What is the Big Nose Filter on TikTok?

The Big Nose Filter on TikTok is one of many filters which can used on a TikTok video.

This filter alters the shape of a person's face, stretching a person's face across the screen, focusing mainly on lips, face shape and nose to make it wider.

Your eyes are also made to look smaller, meaning you will look completely different when this is used.

One user, Katylee Bailey, shared an image of her using the filter to stretch her nose while looking sideways, meaning it gave the impression of a larger nose.

Many took to the post to share their own insecurities, with one commenter writing: "My actual nose looks like the filter so not sure how I feel about this one."

Another said: "My nose makes me want to run into a wall."

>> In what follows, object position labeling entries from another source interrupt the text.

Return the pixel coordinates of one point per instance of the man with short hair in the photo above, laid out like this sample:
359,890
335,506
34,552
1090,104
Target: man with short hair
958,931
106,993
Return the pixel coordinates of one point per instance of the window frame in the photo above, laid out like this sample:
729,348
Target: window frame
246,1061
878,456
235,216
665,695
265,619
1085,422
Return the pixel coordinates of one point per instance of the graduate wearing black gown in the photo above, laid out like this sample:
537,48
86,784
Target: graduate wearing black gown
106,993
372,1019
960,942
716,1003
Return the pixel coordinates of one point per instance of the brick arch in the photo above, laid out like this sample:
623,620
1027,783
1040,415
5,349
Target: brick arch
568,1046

A third added: "don't even wanna try this filter incase it doesn't even change."

@k4tyl33

Yeah… still don’t like it. Especially my nose🥺

♬ original sound - misunderstood genius

While some have shared negative opinions on how the filter has made them feel, others have said the filter gives them a confidence boost when it returns them to their usual face types.

Why Is the Big Nose Filter So Controversial?

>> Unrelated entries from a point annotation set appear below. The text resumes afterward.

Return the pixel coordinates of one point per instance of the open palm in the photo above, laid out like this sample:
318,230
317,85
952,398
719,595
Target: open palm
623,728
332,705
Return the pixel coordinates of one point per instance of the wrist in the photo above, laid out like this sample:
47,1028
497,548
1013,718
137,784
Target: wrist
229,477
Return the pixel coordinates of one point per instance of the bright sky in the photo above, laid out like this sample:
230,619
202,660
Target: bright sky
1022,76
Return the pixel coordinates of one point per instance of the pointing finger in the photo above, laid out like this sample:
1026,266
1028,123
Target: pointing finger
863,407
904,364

Faye Dickinson, a creator and inventor of Filter vs Reality filter, has spoken to Newsweek about how this filter can have negative effects on a person's mental health.

She said of the 'Big Nose trend': "Look at yourself regularly, then with an oversized nose filter, highlighting how asymmetrical ("ugly") your face is. Like most social media things, it has little value other than to make you feel weird (or worse).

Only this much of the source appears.